The Royal Society, has announced the recipients of its 2011 awards, medals and prize lectures today (19 July 2011).

Professor Dan McKenzie FRS, from the Department of Earth Sciences, will receive the world’s oldest award for scientific achievement, the Royal Society’s prestigious Copley Medal, for his seminal contributions to the understanding of geological and geophysical phenomena, including tectonic plates.

The Copley medal was first awarded by the Royal Society in 1731, 170 years before the first Nobel Prize. It is awarded for outstanding achievements in scientific research and has been awarded to such eminent scientists as Charles Darwin, Michael Faraday, Albert Einstein and Stephen Hawking.

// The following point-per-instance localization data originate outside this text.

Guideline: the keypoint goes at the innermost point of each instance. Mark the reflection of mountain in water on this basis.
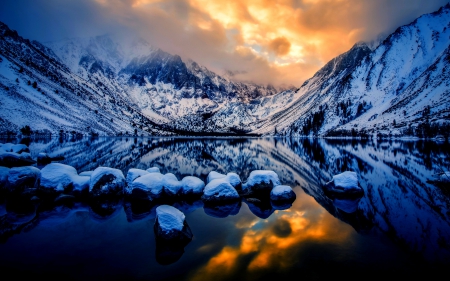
(399, 202)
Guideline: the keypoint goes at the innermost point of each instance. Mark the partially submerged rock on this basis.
(192, 186)
(58, 177)
(172, 186)
(134, 174)
(16, 148)
(219, 190)
(344, 184)
(106, 182)
(232, 178)
(4, 172)
(147, 187)
(153, 170)
(12, 159)
(213, 175)
(170, 224)
(222, 210)
(20, 178)
(262, 180)
(282, 193)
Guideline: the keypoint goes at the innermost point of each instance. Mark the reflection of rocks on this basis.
(17, 215)
(11, 159)
(282, 193)
(139, 210)
(219, 191)
(348, 205)
(344, 184)
(222, 210)
(103, 209)
(20, 178)
(43, 158)
(106, 182)
(172, 234)
(260, 208)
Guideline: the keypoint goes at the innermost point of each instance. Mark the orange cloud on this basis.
(276, 41)
(278, 242)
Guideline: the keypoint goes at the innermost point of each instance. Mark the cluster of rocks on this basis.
(62, 182)
(221, 195)
(344, 191)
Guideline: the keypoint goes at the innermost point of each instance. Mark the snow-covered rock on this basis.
(172, 186)
(12, 159)
(43, 158)
(134, 174)
(192, 185)
(86, 173)
(261, 209)
(149, 186)
(262, 179)
(81, 183)
(171, 226)
(153, 170)
(348, 205)
(172, 234)
(232, 178)
(57, 177)
(214, 175)
(4, 172)
(20, 177)
(16, 148)
(282, 193)
(106, 181)
(345, 183)
(219, 190)
(170, 219)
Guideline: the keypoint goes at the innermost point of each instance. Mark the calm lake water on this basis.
(401, 225)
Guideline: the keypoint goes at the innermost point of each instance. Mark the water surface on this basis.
(401, 225)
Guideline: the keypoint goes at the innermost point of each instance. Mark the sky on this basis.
(278, 42)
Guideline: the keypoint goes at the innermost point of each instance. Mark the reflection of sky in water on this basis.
(400, 226)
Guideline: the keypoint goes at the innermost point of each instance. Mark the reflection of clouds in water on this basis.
(277, 242)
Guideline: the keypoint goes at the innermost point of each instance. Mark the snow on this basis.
(281, 192)
(57, 176)
(16, 148)
(134, 174)
(81, 183)
(19, 174)
(169, 218)
(153, 170)
(171, 184)
(346, 180)
(214, 175)
(262, 176)
(152, 183)
(233, 179)
(3, 176)
(117, 182)
(220, 189)
(192, 185)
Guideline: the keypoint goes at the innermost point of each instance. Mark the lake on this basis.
(400, 226)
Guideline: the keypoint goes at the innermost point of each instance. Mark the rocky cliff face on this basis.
(401, 83)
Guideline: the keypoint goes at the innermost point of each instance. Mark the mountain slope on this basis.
(403, 82)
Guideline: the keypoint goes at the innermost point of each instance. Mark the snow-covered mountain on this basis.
(400, 87)
(396, 86)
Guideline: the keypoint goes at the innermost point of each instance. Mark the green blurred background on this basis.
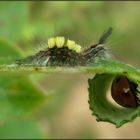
(66, 114)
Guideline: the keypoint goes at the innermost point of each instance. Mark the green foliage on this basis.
(20, 129)
(25, 24)
(12, 20)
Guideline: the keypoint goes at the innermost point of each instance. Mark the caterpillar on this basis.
(62, 52)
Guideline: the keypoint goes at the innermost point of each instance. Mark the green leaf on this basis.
(98, 89)
(106, 70)
(20, 129)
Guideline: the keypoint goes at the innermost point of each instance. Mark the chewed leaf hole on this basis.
(111, 100)
(102, 107)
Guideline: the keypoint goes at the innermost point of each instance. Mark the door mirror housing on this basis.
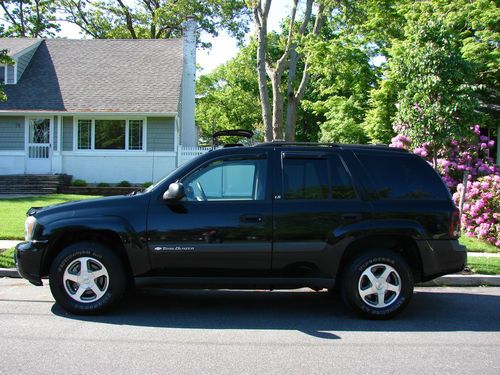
(175, 192)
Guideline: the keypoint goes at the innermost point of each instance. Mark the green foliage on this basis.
(381, 112)
(436, 100)
(109, 19)
(29, 18)
(343, 79)
(124, 183)
(7, 258)
(484, 265)
(228, 97)
(4, 59)
(79, 182)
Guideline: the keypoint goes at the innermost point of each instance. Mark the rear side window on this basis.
(403, 177)
(305, 178)
(341, 182)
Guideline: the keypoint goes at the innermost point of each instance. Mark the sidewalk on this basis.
(7, 244)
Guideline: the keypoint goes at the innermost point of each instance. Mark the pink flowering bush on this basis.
(458, 157)
(481, 212)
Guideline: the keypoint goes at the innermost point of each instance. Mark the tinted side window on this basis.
(341, 182)
(305, 178)
(228, 180)
(403, 177)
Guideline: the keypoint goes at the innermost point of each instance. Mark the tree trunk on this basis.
(260, 19)
(277, 105)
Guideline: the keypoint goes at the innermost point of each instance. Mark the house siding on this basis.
(161, 132)
(23, 62)
(54, 132)
(67, 133)
(12, 131)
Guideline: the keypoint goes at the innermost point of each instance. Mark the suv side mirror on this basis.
(175, 192)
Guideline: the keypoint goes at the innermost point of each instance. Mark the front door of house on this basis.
(38, 151)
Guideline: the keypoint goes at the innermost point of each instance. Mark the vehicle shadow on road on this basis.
(313, 313)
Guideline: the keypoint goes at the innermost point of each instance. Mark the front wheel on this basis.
(378, 284)
(87, 278)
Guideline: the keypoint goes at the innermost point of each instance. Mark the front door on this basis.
(223, 227)
(38, 151)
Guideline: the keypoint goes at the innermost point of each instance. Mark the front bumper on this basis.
(441, 257)
(28, 257)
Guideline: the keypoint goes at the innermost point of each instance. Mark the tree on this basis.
(474, 26)
(436, 99)
(288, 60)
(29, 18)
(228, 97)
(4, 59)
(155, 19)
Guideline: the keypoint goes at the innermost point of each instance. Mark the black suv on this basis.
(368, 220)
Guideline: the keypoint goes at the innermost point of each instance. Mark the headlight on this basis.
(29, 227)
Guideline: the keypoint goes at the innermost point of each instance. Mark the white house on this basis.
(100, 110)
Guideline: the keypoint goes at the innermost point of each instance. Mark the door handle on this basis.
(351, 217)
(251, 219)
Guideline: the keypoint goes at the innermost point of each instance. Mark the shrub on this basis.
(124, 183)
(481, 211)
(457, 157)
(80, 183)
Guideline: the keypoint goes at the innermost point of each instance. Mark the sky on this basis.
(223, 47)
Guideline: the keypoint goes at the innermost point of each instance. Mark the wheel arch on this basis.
(401, 244)
(64, 239)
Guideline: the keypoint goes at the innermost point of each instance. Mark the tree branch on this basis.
(280, 64)
(130, 25)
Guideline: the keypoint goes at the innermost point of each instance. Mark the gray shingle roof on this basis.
(100, 76)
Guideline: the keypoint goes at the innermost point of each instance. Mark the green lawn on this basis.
(13, 212)
(476, 246)
(478, 265)
(6, 259)
(484, 265)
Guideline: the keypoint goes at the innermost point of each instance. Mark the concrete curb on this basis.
(9, 272)
(449, 280)
(464, 280)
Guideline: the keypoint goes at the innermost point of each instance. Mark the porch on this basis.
(96, 148)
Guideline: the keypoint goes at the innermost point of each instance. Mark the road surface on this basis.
(443, 330)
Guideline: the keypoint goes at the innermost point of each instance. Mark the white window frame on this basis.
(4, 67)
(92, 135)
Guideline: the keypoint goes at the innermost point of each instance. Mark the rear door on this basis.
(316, 204)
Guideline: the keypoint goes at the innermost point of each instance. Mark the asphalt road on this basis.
(444, 330)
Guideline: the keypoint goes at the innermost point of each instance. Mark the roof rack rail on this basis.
(280, 143)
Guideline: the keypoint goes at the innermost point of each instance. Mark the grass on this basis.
(484, 265)
(477, 246)
(13, 212)
(478, 265)
(7, 259)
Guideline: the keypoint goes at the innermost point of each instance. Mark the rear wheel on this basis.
(87, 278)
(378, 284)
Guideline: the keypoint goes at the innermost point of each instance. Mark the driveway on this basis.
(444, 330)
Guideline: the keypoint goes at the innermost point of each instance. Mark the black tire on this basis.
(100, 292)
(387, 295)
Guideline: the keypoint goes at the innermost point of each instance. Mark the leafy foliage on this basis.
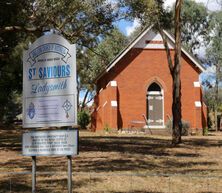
(93, 61)
(83, 119)
(195, 22)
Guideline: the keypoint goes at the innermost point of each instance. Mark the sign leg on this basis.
(33, 174)
(69, 174)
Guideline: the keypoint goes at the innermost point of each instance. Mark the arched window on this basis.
(154, 87)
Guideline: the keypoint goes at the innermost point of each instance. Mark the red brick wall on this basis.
(134, 73)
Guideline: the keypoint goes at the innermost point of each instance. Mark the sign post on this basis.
(50, 100)
(69, 174)
(33, 174)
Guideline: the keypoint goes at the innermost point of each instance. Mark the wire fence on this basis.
(92, 182)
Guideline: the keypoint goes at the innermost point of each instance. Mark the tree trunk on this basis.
(84, 100)
(176, 106)
(216, 95)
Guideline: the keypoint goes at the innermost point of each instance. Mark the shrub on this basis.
(106, 128)
(205, 131)
(83, 119)
(185, 127)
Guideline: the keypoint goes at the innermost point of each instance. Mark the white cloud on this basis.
(130, 29)
(212, 5)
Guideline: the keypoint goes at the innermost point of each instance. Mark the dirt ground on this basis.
(111, 163)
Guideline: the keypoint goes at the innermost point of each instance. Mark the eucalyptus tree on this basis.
(214, 56)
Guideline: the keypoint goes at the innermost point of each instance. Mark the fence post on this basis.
(33, 174)
(69, 173)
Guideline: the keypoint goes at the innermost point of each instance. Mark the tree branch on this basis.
(19, 28)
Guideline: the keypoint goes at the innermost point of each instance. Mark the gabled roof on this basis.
(136, 40)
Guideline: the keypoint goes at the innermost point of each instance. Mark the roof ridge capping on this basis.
(137, 39)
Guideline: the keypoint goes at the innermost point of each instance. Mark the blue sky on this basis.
(127, 27)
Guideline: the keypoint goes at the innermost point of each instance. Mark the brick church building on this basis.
(135, 89)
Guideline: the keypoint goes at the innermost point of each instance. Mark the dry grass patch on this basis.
(118, 163)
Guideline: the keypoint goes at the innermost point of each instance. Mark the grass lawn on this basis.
(111, 163)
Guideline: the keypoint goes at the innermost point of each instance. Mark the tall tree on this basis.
(195, 22)
(152, 12)
(214, 55)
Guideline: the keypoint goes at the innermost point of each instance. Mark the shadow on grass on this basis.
(135, 153)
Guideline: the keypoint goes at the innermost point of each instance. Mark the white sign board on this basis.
(46, 143)
(49, 83)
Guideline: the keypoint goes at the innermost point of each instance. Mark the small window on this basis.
(154, 87)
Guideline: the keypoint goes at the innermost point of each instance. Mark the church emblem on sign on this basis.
(31, 110)
(67, 106)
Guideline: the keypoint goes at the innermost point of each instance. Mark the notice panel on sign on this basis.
(49, 83)
(46, 143)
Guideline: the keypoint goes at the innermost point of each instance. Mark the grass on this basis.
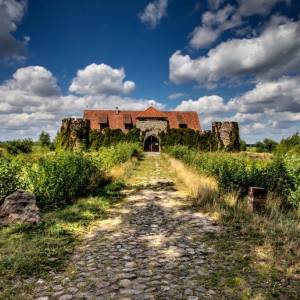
(36, 250)
(201, 188)
(31, 252)
(257, 255)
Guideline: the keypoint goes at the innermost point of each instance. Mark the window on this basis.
(128, 126)
(103, 125)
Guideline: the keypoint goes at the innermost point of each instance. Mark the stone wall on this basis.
(227, 135)
(74, 133)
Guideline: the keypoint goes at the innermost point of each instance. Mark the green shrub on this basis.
(57, 180)
(292, 162)
(9, 178)
(267, 145)
(44, 139)
(288, 144)
(19, 146)
(235, 172)
(188, 137)
(107, 157)
(109, 137)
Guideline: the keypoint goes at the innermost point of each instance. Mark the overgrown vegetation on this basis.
(15, 147)
(57, 180)
(267, 145)
(189, 138)
(110, 137)
(257, 255)
(9, 177)
(36, 250)
(237, 173)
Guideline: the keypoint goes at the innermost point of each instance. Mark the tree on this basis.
(44, 139)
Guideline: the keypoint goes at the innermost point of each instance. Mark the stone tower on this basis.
(227, 135)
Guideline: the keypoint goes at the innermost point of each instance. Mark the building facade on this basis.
(151, 122)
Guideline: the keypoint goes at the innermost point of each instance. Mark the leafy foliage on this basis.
(58, 180)
(107, 157)
(267, 145)
(288, 144)
(234, 172)
(9, 178)
(18, 146)
(190, 138)
(243, 145)
(44, 139)
(109, 137)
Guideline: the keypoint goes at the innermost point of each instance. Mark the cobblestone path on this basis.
(148, 248)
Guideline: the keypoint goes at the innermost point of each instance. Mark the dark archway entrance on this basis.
(151, 144)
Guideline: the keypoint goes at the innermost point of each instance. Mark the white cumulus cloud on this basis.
(31, 100)
(11, 13)
(154, 12)
(101, 79)
(274, 53)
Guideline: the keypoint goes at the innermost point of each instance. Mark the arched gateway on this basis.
(151, 144)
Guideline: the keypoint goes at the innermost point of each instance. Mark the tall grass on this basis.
(201, 188)
(279, 175)
(257, 255)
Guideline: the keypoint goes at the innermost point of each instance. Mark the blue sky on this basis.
(228, 60)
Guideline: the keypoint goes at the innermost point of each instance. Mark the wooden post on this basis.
(257, 197)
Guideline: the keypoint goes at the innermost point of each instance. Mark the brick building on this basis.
(151, 121)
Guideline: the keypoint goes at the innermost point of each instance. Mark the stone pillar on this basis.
(74, 133)
(257, 198)
(227, 135)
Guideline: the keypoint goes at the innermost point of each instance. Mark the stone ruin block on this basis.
(227, 135)
(19, 206)
(257, 198)
(74, 133)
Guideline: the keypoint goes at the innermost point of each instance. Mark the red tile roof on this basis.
(151, 112)
(118, 119)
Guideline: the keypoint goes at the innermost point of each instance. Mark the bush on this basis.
(19, 146)
(267, 145)
(107, 157)
(292, 162)
(237, 173)
(109, 137)
(9, 178)
(44, 139)
(291, 143)
(188, 137)
(57, 180)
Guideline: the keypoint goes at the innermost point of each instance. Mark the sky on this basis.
(228, 60)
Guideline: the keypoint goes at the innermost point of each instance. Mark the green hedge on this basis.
(107, 157)
(57, 180)
(234, 172)
(109, 137)
(9, 178)
(188, 137)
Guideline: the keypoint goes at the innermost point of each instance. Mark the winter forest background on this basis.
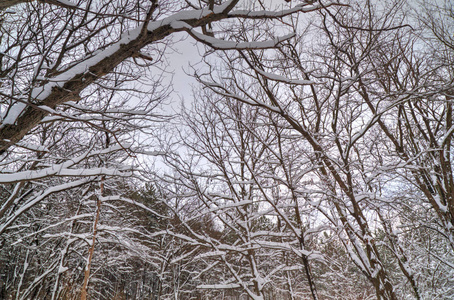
(313, 159)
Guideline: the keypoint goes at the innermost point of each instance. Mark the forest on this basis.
(312, 159)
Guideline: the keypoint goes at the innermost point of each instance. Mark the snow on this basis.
(13, 113)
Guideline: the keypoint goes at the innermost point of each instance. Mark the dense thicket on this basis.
(313, 162)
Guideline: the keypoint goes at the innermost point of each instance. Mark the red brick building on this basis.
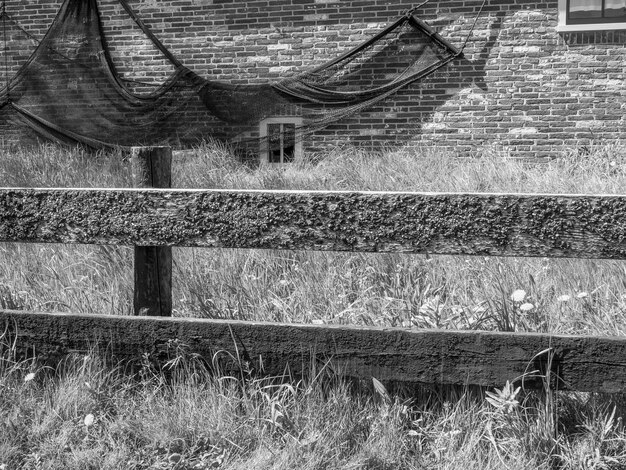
(535, 77)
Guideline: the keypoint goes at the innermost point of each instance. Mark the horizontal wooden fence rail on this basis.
(582, 363)
(454, 224)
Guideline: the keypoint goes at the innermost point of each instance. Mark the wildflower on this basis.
(89, 420)
(518, 295)
(505, 399)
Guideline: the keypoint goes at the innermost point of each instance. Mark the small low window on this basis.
(592, 15)
(280, 140)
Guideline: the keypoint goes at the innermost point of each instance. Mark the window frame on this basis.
(263, 133)
(593, 24)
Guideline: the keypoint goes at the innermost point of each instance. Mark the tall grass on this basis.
(567, 296)
(187, 414)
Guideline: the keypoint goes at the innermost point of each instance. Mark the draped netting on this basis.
(69, 90)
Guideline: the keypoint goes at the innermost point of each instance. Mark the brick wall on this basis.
(521, 86)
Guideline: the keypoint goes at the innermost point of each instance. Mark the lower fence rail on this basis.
(583, 363)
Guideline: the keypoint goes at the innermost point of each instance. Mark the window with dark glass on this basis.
(595, 11)
(281, 142)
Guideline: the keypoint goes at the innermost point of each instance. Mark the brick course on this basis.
(521, 86)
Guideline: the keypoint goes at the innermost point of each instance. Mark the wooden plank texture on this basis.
(390, 354)
(152, 168)
(473, 224)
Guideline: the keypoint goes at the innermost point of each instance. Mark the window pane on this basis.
(585, 9)
(273, 137)
(289, 142)
(613, 8)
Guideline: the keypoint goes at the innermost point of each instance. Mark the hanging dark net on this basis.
(68, 90)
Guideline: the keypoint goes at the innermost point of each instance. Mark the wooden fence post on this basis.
(152, 168)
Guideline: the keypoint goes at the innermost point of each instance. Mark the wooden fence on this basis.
(457, 224)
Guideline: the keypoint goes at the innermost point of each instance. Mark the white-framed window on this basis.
(281, 141)
(591, 15)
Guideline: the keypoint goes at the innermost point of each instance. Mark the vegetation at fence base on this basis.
(187, 414)
(561, 296)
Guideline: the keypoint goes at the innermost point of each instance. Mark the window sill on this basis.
(571, 28)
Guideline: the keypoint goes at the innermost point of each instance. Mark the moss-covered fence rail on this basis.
(455, 224)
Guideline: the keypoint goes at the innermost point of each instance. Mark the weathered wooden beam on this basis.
(152, 168)
(472, 224)
(582, 363)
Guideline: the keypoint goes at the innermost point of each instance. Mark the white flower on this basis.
(89, 420)
(526, 307)
(518, 296)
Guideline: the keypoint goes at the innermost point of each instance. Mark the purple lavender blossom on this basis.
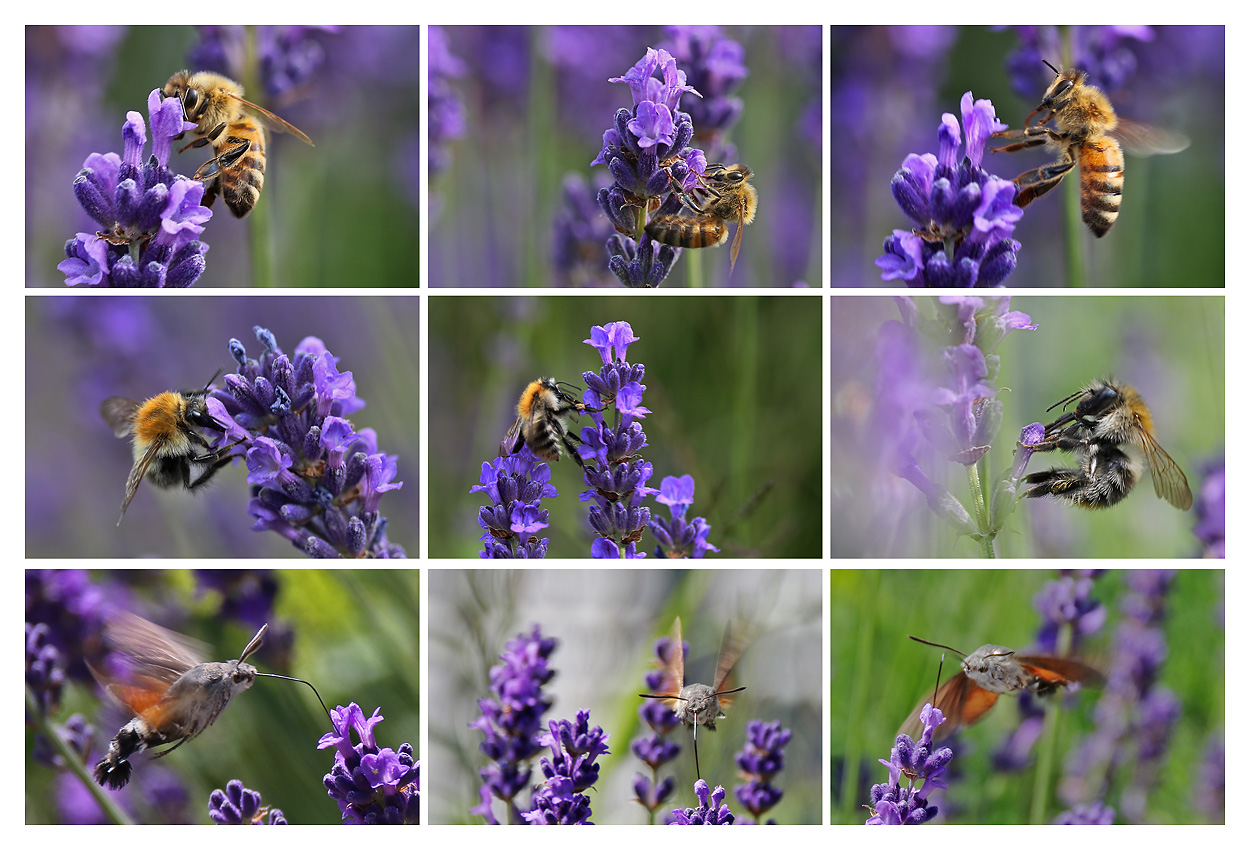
(370, 784)
(318, 481)
(759, 761)
(150, 219)
(288, 56)
(646, 150)
(891, 803)
(713, 811)
(678, 538)
(613, 469)
(516, 486)
(656, 749)
(938, 403)
(964, 216)
(1209, 508)
(714, 66)
(1095, 814)
(569, 771)
(444, 105)
(239, 805)
(579, 235)
(511, 721)
(1135, 714)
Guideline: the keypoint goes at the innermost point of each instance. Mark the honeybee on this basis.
(1108, 431)
(165, 440)
(235, 128)
(1085, 130)
(540, 421)
(989, 671)
(729, 198)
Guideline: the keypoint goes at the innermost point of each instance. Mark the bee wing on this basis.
(960, 700)
(1146, 140)
(119, 414)
(138, 471)
(513, 440)
(273, 121)
(1168, 476)
(1061, 670)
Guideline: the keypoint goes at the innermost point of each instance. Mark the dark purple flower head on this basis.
(569, 771)
(924, 768)
(511, 720)
(370, 784)
(316, 480)
(963, 215)
(239, 805)
(713, 810)
(759, 761)
(648, 154)
(149, 218)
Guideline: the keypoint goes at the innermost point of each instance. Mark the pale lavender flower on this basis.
(963, 216)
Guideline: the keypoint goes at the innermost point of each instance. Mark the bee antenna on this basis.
(1064, 401)
(274, 675)
(929, 643)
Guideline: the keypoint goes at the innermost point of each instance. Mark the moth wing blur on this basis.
(960, 700)
(1061, 671)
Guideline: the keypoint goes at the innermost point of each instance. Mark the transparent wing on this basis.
(1146, 140)
(1168, 476)
(119, 414)
(273, 121)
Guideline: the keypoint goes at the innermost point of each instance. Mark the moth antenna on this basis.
(254, 644)
(929, 643)
(274, 675)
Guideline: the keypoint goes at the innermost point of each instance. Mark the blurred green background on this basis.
(340, 214)
(606, 623)
(731, 384)
(878, 676)
(890, 86)
(1169, 348)
(355, 638)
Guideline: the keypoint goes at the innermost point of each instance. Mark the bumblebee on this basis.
(1109, 431)
(165, 439)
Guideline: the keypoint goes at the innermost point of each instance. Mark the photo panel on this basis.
(563, 656)
(189, 674)
(250, 426)
(1086, 696)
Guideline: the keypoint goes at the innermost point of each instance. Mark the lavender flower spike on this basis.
(963, 216)
(316, 480)
(370, 784)
(893, 803)
(150, 219)
(710, 813)
(239, 805)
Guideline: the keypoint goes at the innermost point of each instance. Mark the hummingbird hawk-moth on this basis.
(173, 694)
(990, 671)
(695, 704)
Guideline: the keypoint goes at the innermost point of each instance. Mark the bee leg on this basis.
(1035, 183)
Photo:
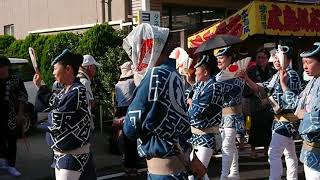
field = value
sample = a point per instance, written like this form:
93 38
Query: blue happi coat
205 110
157 116
232 96
309 128
285 128
68 125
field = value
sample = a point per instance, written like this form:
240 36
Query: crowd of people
175 125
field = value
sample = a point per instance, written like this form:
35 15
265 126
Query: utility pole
103 11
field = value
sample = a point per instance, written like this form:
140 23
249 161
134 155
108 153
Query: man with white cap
285 122
87 71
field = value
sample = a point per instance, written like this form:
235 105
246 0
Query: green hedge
107 76
5 42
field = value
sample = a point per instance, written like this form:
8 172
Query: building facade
20 18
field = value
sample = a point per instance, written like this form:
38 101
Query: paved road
34 162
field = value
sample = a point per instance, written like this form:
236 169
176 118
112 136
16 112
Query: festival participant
68 126
205 106
284 126
307 109
232 121
261 114
157 116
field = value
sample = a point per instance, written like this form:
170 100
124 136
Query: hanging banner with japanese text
265 18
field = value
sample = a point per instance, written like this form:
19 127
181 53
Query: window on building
190 17
9 29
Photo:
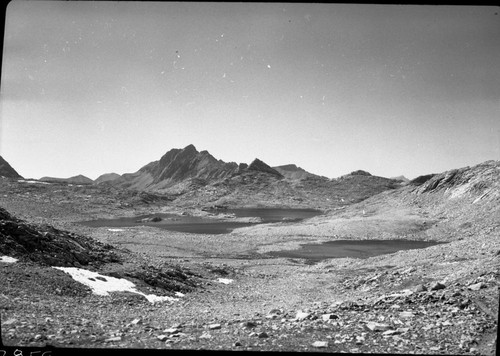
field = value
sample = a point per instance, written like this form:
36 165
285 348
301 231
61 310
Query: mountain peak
6 170
190 147
258 165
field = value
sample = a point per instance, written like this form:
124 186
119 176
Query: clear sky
98 87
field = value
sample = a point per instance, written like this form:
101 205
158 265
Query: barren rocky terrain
235 296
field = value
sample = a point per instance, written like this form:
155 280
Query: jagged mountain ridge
178 166
106 177
79 179
7 171
291 171
200 179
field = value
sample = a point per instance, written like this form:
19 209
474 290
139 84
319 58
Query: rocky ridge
79 179
7 171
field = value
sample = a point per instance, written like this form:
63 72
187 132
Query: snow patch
102 285
225 280
460 191
31 181
8 259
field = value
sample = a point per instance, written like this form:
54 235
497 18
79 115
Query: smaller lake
314 253
205 225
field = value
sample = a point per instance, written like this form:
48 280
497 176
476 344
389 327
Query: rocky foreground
439 300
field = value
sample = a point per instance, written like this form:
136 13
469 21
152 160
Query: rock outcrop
291 171
107 177
79 179
259 166
177 166
47 245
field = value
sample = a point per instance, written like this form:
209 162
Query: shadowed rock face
177 166
291 171
480 182
48 245
258 165
79 179
108 177
6 170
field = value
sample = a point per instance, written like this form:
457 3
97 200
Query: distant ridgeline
7 171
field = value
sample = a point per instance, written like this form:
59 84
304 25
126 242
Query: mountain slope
7 171
180 170
197 178
107 177
79 179
291 171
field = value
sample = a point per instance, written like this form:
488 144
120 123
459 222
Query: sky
98 87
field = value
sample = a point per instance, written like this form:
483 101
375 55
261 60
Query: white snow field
103 285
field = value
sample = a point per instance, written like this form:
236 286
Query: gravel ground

The full list of Cambridge recipients of awards, medals and prize lectures for 2011 is below:

Professor Steven Ley – Royal Medal

Sir Gregory Winter – Royal Medal

Professor Stephen Jackson  – Buchanan Medal

Professor Clare Grey - Kavli Medal and Lecture

Professor Herbert Huppert - Bakerian Lecture

The scientists receive the awards in recognition of their achievements in a wide variety of fields of research - the uniting factor is the excellence of their work and the profound implications their findings have had for others working in their relevant fields and wider society.